The terms for the 2008 presidential election have been set: Barack Obama sets the agenda, determines the themes and introduces the vocabulary and John McCain responds by awkwardly and disingenuously parroting Obama’s agenda, themes and vocabulary. The most obvious and desperate example of this is the McCain campaign’s adoption of the “change” theme in the past few weeks. Remember when McCain used to ceaselessly tout “experience” as his alternative to Obama’s proposition of “change”? Well, no more. The McCain camp has (rightly) perceived that their candidate is playing defense and so they have switched tactics and are attempting to co-opt the message of their opponent.

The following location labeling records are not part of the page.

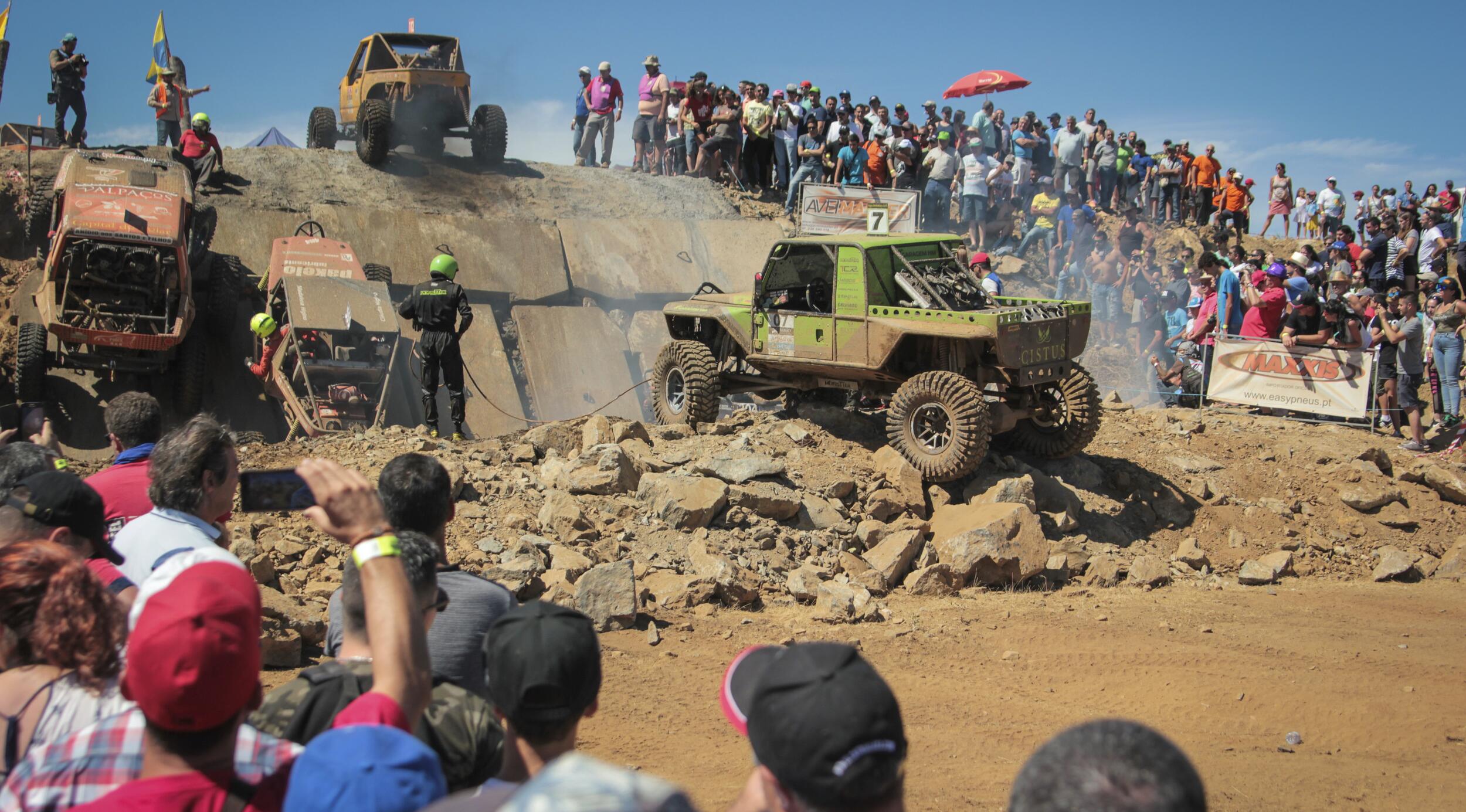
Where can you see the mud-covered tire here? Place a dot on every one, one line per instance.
(39, 218)
(685, 385)
(1071, 423)
(30, 362)
(201, 233)
(373, 131)
(940, 423)
(377, 273)
(320, 130)
(189, 371)
(488, 135)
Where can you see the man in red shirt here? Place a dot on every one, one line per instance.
(134, 424)
(194, 672)
(200, 151)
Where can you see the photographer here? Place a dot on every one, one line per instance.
(68, 74)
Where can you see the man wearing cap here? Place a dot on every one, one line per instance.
(940, 182)
(68, 83)
(824, 728)
(650, 128)
(194, 474)
(582, 112)
(169, 100)
(194, 672)
(59, 508)
(603, 96)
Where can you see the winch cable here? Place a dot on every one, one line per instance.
(490, 400)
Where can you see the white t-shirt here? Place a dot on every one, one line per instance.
(975, 174)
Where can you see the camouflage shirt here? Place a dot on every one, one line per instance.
(459, 726)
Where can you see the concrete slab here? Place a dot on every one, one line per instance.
(663, 259)
(575, 359)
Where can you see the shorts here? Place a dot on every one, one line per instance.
(1408, 390)
(647, 128)
(974, 209)
(1109, 304)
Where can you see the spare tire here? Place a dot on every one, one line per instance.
(373, 131)
(488, 134)
(320, 130)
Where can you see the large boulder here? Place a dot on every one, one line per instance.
(684, 502)
(769, 500)
(738, 468)
(608, 596)
(990, 544)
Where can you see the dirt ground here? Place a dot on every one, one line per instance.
(1368, 675)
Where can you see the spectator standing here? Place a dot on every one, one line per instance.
(195, 474)
(68, 91)
(134, 426)
(824, 728)
(942, 165)
(582, 112)
(650, 130)
(60, 661)
(169, 100)
(606, 101)
(417, 494)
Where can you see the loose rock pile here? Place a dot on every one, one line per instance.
(619, 518)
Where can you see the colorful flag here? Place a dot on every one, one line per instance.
(160, 52)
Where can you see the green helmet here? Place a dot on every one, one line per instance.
(263, 324)
(444, 264)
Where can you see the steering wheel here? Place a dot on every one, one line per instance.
(817, 288)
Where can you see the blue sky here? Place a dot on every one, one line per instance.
(270, 62)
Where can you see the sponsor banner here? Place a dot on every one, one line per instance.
(842, 210)
(1264, 373)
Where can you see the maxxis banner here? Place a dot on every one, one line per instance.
(826, 209)
(1317, 380)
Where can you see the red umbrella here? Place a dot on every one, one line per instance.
(986, 83)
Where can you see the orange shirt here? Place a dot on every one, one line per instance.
(1207, 169)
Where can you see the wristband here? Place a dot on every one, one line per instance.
(376, 549)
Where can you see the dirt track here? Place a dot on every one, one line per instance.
(1382, 725)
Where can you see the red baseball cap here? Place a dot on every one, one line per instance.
(194, 650)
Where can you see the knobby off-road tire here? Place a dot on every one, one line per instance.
(940, 423)
(30, 362)
(377, 273)
(1069, 424)
(488, 134)
(373, 131)
(201, 233)
(320, 130)
(685, 385)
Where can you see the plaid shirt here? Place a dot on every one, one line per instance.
(100, 758)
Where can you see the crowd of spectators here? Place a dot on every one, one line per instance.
(131, 658)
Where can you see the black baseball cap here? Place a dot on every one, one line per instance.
(543, 663)
(59, 499)
(820, 719)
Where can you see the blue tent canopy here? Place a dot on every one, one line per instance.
(273, 138)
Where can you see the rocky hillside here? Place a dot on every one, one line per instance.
(622, 518)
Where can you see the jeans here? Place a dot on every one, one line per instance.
(578, 135)
(937, 204)
(606, 127)
(169, 130)
(805, 172)
(1447, 352)
(1071, 279)
(1037, 232)
(77, 103)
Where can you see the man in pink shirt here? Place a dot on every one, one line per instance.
(603, 96)
(134, 424)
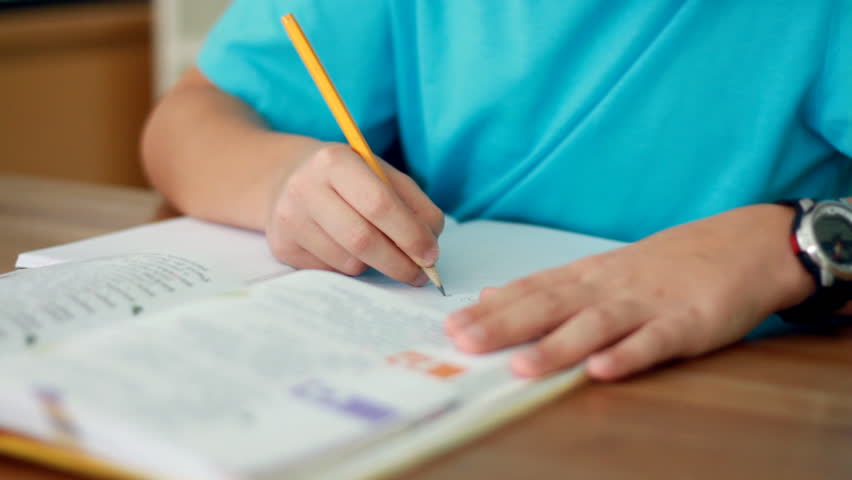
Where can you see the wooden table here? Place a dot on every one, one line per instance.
(777, 408)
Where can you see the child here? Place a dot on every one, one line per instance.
(672, 123)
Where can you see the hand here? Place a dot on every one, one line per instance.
(334, 213)
(679, 293)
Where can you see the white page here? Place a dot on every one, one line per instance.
(486, 253)
(268, 365)
(41, 306)
(473, 254)
(244, 252)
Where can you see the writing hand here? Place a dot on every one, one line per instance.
(334, 213)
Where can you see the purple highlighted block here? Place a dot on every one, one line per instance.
(349, 404)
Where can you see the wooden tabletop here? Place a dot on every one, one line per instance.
(774, 408)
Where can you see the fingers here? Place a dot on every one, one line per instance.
(587, 332)
(483, 328)
(333, 212)
(416, 200)
(380, 206)
(362, 240)
(654, 343)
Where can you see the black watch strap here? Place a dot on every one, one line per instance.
(824, 302)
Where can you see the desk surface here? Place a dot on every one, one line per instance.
(778, 408)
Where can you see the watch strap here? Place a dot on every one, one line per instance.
(825, 301)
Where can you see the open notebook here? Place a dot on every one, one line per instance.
(182, 349)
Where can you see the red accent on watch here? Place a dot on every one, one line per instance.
(795, 244)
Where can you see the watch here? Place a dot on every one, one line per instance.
(821, 238)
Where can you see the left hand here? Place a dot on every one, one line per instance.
(679, 293)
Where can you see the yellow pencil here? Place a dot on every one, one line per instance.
(341, 113)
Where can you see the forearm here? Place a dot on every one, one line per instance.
(212, 157)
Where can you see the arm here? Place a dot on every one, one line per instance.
(679, 293)
(318, 202)
(212, 157)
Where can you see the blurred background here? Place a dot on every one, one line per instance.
(78, 77)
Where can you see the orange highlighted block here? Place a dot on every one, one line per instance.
(426, 364)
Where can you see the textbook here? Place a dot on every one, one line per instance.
(183, 350)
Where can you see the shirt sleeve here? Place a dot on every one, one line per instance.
(829, 109)
(249, 55)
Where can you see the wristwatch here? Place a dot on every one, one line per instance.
(822, 240)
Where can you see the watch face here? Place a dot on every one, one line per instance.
(834, 236)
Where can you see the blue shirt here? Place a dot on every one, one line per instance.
(615, 119)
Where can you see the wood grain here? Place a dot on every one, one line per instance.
(777, 408)
(75, 89)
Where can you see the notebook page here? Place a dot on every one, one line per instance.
(487, 253)
(244, 252)
(40, 306)
(287, 375)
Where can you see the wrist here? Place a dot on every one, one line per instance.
(790, 281)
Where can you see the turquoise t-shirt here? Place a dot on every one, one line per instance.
(616, 119)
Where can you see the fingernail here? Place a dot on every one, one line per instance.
(473, 332)
(430, 257)
(421, 280)
(470, 338)
(457, 321)
(528, 360)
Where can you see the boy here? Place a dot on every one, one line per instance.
(674, 123)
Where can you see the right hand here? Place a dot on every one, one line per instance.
(333, 213)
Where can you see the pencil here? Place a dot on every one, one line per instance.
(341, 113)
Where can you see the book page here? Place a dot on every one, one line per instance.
(485, 253)
(242, 252)
(41, 306)
(290, 367)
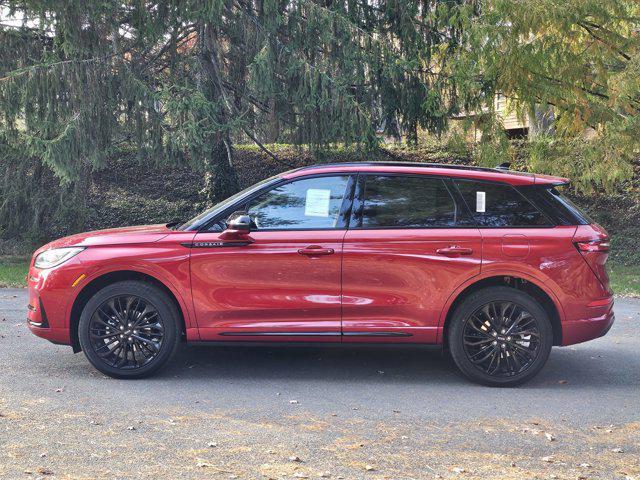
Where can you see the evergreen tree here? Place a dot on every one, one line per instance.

In one way, McCain can very honestly say that he is an agent of change: he has consistently changed his identity throughout the course of this election. In this sense, even Obama can’t say that he has embraced change as thoroughly as McCain has. McCain has embraced change so profoundly that he has committed egocide, he has murdered his former personality and changed into a new one. The former “John McCain” (R.I.P.) was devastated by Karl Rove’s reprehensible attacks against him in the 2000 presidential primaries. The newly reformed “John McCain” has hired members of Karl Rove’s team and now uses the tactics he once deplored – tactics that were once beneath him – against his democratic rival. The old “John McCain” rode around the nation on the Straight Talk Express. The new “John McCain” rides around the nation on the Double Talk Golf Cart. The deceased “John McCain” was a maverick. The resurrected “John McCain” is, let’s face it, a poseur.

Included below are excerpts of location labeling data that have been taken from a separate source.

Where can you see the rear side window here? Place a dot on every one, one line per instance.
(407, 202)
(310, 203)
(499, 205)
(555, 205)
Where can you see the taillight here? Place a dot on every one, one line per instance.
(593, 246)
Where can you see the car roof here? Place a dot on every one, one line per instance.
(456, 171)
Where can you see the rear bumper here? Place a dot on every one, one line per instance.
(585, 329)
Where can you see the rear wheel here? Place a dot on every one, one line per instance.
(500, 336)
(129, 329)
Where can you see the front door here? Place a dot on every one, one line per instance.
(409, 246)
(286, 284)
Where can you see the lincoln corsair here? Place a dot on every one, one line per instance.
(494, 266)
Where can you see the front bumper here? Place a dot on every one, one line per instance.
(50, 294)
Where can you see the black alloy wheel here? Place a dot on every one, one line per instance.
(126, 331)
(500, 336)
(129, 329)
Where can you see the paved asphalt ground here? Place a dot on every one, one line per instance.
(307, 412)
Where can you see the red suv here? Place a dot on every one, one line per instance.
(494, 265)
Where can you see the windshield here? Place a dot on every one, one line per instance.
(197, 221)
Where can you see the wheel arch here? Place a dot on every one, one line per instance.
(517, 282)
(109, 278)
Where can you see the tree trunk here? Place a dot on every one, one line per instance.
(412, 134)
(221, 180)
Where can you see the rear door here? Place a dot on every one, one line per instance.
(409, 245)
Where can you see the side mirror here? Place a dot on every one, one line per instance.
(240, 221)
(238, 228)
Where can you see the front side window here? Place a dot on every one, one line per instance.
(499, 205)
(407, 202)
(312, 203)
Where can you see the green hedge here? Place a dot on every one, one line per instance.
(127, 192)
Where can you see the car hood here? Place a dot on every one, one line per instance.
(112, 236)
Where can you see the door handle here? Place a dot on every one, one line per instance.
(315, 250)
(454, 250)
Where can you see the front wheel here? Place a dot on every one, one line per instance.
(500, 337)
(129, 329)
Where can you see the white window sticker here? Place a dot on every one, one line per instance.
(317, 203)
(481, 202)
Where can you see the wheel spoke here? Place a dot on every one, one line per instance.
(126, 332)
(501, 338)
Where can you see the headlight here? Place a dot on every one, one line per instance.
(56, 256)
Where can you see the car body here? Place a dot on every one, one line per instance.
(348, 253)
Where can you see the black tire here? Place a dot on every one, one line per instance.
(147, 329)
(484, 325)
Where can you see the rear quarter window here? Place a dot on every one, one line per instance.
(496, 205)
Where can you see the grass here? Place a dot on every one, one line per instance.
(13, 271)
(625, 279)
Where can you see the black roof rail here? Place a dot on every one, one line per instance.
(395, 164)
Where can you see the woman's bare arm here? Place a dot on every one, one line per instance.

Posing, posturing and parroting are characteristics of McCain’s new personality. He has recently begun to lift direct quotes from Obama’s and Joe Biden’s stump speeches and use them in his own speeches and commercials. A McCain television ad repeated a phrase from a Biden speech verbatim - “That’s not change, that’s more of the same” – throwing it back at the Democrats like a kid who can’t think of a comeback and resorts to saying, “I’m stupid? No, YOU’RE stupid!” In a recent speech McCain lifted Obama’s emotive catchphrase “enough is enough,” but left out the emotion, sounding like an old man trying to use the language that the young people are using… wait, that’s not a simile, that’s exactly what he was doing. And, most cynically of all, a recent commercial ended with the voiceover proclaiming: “McCain/Palin: Real Change.” Ha! As if saying the word “real” is supposed to automatically make something (tah-dah!) real, especially something that is openly imitative and fake, like McCain’s disingenuous promise of change.
The fact that the McCain campaign has resorted to imitating the Obama campaign is deeply revealing: even the McCain camp knows that Obama is saying what the American people want to hear. And so here comes McCain, saying exactly what Obama says, trying his best to tap the same deep veins that Obama has successfully mined.

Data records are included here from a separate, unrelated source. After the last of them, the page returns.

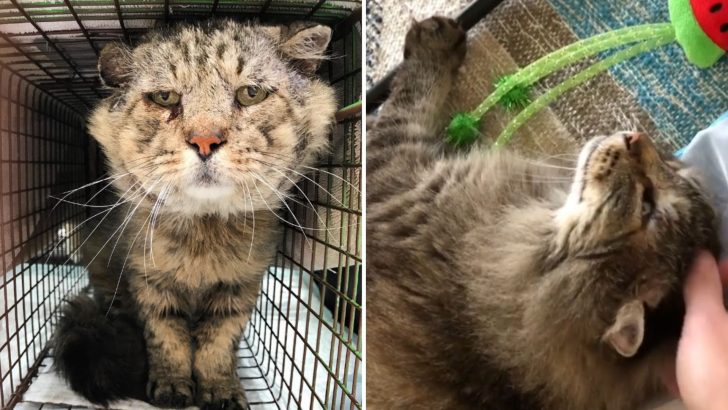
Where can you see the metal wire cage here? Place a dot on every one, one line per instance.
(302, 347)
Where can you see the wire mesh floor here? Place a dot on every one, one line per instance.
(287, 373)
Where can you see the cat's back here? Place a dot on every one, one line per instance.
(418, 335)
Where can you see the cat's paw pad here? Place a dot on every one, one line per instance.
(436, 38)
(171, 392)
(222, 396)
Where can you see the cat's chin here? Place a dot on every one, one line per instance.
(209, 192)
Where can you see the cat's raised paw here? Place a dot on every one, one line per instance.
(223, 396)
(436, 39)
(171, 392)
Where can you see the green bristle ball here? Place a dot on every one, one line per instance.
(463, 130)
(518, 97)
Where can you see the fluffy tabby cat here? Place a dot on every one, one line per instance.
(207, 125)
(495, 282)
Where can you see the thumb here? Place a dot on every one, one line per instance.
(703, 290)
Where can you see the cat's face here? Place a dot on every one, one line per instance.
(217, 118)
(630, 228)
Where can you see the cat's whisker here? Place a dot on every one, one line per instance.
(71, 192)
(252, 208)
(131, 246)
(313, 208)
(305, 177)
(107, 212)
(297, 224)
(314, 169)
(123, 224)
(162, 200)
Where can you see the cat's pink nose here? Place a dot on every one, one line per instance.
(206, 144)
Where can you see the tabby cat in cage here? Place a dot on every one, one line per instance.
(207, 127)
(498, 282)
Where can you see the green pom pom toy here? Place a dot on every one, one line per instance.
(518, 97)
(463, 130)
(698, 26)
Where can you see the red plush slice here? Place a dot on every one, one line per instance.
(712, 15)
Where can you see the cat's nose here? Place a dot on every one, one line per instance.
(206, 143)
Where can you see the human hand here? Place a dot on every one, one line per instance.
(701, 367)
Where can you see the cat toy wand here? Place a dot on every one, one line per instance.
(469, 17)
(700, 27)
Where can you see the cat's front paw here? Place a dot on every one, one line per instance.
(170, 392)
(226, 395)
(436, 39)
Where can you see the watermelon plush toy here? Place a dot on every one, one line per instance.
(700, 27)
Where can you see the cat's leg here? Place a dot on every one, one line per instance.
(169, 348)
(217, 336)
(407, 134)
(415, 111)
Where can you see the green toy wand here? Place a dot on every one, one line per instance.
(699, 26)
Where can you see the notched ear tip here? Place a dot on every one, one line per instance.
(307, 47)
(627, 333)
(320, 36)
(114, 64)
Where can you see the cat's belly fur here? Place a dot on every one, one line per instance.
(186, 259)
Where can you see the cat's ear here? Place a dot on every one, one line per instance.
(626, 334)
(115, 64)
(307, 47)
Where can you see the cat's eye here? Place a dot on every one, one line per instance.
(250, 95)
(648, 202)
(166, 98)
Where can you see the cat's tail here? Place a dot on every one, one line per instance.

If the GOP were a relevant party capable of governing, if it were a party with viable solutions to the global-scale problems the next president will face, if it were the party of ideas in this election, then it would not be necessary for the GOP to desperately imitate the Democrats. But the GOP in its current manifestation is not relevant, it is not capable of governing (obviously: look at the world!), it is not presenting viable solutions to global problems and it has run out of ideas. And, thus, “McCain/Palin: Real Change.”
John McCain deserves to lose – and he will.